Avaliando as mudanças para o movimento como estratégia de saúde pública para mitigar os malefícios do sedentarismo prolongado: uma intervenção pragmática em larga escala

Pausas breves e regulares para movimentação têm sido propostas como uma estratégia de saúde pública para compensar os malefícios do comportamento sedentário prolongado; no entanto, sua viabilidade no mundo real ainda não está clara.

  • Este estudo teve como objetivo avaliar o potencial de implementação, a eficácia nos resultados psicossociais e a dosagem ideal de pausas para movimentação em ambientes naturais.

Métodos: 

  • Adultos (n=19.342) participaram de uma intervenção pragmática de duas semanas, integrada a um podcast interativo; destes, 59,4% (n=11.484) iniciaram a intervenção.
  • Os participantes realizaram pausas para caminhada de 5 minutos, com a frequência que eles mesmos escolheram
    • (três grupos: a cada 30, 60 ou 120 minutos).
  • O potencial de implementação foi avaliado utilizando as Medidas de Viabilidade, Aceitabilidade e Adequação da Intervenção (FIM, AIM, IAM).
  • Fadiga, afeto positivo e afeto negativo foram avaliados antes e depois da intervenção.

Resultados:

  • Todos os grupos ultrapassaram o limiar de viabilidade (>3,0) para os resultados de implementação.
  • A viabilidade foi maior em frequências de pausa mais baixas (FIM: 30 min=3,41, 60 min=3,80, 120 min=4,01), enquanto a aceitabilidade e a adequação foram altas em todos os grupos (AIM: 30 min=3,91, 60 min=4,03, 120 min=4,03; IAM: 30 min=4,00, 60 min=4,04, 120 min=3,99).
  • A fadiga e o afeto negativo relatados diminuíram, e o afeto positivo relatado aumentou significativamente em todos os grupos.
  • As melhorias apresentaram um padrão dose-resposta: os grupos de 30 e 60 minutos ultrapassaram os limiares de diferença mínima importante para fadiga (variação: 30 min = -1,55, 60 min = -1,41, 120 min = -1,19) e afeto positivo (variação: 30 min = 1,86, 60 min = 1,65, 120 min = 1,27), com apenas o grupo de 30 minutos ultrapassando o limiar para afeto negativo (variação: 30 min = -1,00, 60 min = -0,92, 120 min = -0,67).

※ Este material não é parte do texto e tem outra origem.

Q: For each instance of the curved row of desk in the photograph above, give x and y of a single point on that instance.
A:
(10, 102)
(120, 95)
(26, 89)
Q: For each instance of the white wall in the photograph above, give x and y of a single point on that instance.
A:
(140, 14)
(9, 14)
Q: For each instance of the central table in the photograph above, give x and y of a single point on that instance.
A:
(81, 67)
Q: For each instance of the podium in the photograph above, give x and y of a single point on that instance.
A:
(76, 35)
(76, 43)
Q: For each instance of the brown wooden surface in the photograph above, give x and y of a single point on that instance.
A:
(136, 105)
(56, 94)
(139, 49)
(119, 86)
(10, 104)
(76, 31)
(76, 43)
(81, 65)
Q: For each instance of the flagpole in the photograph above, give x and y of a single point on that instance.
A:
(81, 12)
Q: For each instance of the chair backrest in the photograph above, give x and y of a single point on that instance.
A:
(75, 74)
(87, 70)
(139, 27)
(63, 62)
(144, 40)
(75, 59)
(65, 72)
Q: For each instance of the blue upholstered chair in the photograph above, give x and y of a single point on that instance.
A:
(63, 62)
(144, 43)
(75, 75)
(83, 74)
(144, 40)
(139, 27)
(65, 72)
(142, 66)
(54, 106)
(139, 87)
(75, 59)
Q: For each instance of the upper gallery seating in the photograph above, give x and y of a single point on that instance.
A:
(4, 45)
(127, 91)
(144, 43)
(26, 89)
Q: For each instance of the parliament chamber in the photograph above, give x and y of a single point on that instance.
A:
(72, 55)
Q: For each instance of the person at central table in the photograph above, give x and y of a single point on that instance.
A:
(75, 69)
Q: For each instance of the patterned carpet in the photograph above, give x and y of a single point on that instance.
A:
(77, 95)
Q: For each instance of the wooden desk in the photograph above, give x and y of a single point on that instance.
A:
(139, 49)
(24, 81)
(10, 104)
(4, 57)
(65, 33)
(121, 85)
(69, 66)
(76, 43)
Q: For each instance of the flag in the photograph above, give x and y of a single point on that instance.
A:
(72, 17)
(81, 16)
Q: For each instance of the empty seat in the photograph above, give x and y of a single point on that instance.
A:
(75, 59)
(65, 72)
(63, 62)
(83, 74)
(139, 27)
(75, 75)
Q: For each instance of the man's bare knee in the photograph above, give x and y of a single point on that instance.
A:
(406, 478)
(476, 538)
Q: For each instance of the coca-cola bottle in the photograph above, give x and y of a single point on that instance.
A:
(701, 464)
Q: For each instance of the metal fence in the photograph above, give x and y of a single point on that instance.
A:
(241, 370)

Figura 1: Uma pontuação de 3,0 (linha horizontal tracejada) foi usada como limiar para indicar a viabilidade da dose

A aceitabilidade foi menor no grupo de 30 minutos em comparação com os grupos de 60 e 120 minutos, sem diferença significativa entre estes dois últimos. As pontuações de adequação foram semelhantes entre os grupos, com apenas uma diferença modesta, porém estatisticamente significativa, entre os grupos de 60 e 120 minutos.

A fadiga relatada e o afeto negativo diminuíram significativamente, enquanto o afeto positivo aumentou significativamente do período pré-intervenção para o pós-intervenção em todos os grupos de intervenção ( Figura 2. Interações significativas entre tempo e condição (p < 0,01) foram observadas para todos os desfechos psicossociais. As melhorias na fadiga relatada e no afeto positivo seguiram um padrão dose-resposta, com os grupos de 30 e 60 minutos ultrapassando o limiar de MID para esses desfechos. Apenas o grupo de 30 minutos ultrapassou o limiar de MID para o afeto negativo, com os grupos de 30 e 60 minutos apresentando mudanças significativamente maiores em comparação com o grupo de 120 minutos. Interações significativas entre tempo e condição (p < 0,01) também foram observadas para todos os desfechos relacionados ao trabalho

Conclusão:

  • Nesta intervenção pragmática de grande escala, as pausas para movimento demonstraram bom potencial de implementação e eficácia na melhoria dos resultados psicossociais ao longo do período de intervenção de duas semanas.
  • As pausas a cada hora ofereceram o melhor equilíbrio entre viabilidade e eficácia.
  • Esses resultados apoiam as pausas para movimento como uma estratégia de saúde pública potencialmente viável para reduzir os danos do comportamento sedentário prolongado.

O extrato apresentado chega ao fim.